Why pick on ferry? Litter is everywhere
I really don't know what all the fuss is about regarding this Superferry. One article mentions that the people don't want the oceans messed up, and the aquatic life disturbed. For many that's more than likely true, but then explain to me why in the four years I was stationed at Hickam Air Force Base, I never once saw locals out cleaning up the very beaches they supposedly love so much.
I was appalled at the disgusting amount of trash and non-natural debris that littered many of the beaches along Oahu's shores. Go down to any of the harbors and tell me why trash is floating on the water and littering the land. Please don't try to convince me and others that this fight is about conserving the ocean ... not when the lack of care is everywhere.
If the Superferry had been available when my family and I were there, I would have used it many times to take my sons to see the beauty of the other islands.
Before people insist on protesting anything, it's imperative they have all the facts and not someone else's opinion to go on. This whole affair is a blemish on the people and state of Hawaii.
Surfers leave gobs of gunk in ocean
I write (with tongue in cheek) in reference to the Superferry debacle and the environmental impact statement holding up its operation.
I feel that every surfer should have to file an environmental impact statement.

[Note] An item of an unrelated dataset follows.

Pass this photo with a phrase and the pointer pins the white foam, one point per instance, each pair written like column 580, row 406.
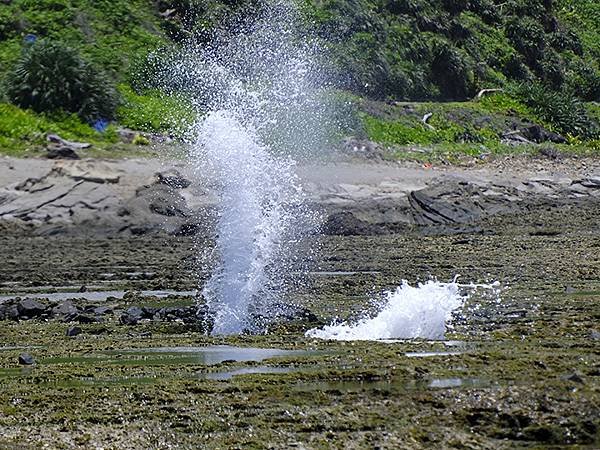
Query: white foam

After all, if you add up all their sunscreen lotions, bodily fluids/wastes and waxes from their surfboards, I am sure that there is some pollution going on. In fact why not have every boat owner, from a dinghy to a yacht, file one? Why not take it up a notch and have every car owner do one, as well?
I have just arrived to the islands after spending eight years in Europe, and the thing that amazes me the most is the lack of recycling here. In Europe, they recycle everything, something that should be done here as religiously as Europe does it. What's up with that?
Freedom to travel belongs to all
It's up to our legislative bodies and the courts to determine whether the islands should have an interisland ferry. The issue of deciding where a vessel is welcome in the islands must not be determined by mob rule.
I predict that the Coast Guard, in cooperation with each island's local police, will soon be better prepared to cope with further challenges to legitimate docking, if such should ever arise again.
Anti-ferry analogy went over the edge
I would like to congratulate John Tyler Cragg, director of boycottsuperferry.org, for writing the most incoherent, rambling and downright goofy "analogy" I have ever read ("Not demanding EIS is like risking AIDS,"
Star-Bulletin letters, Aug. 30).
Good luck with the boycott, Kauai. Wow.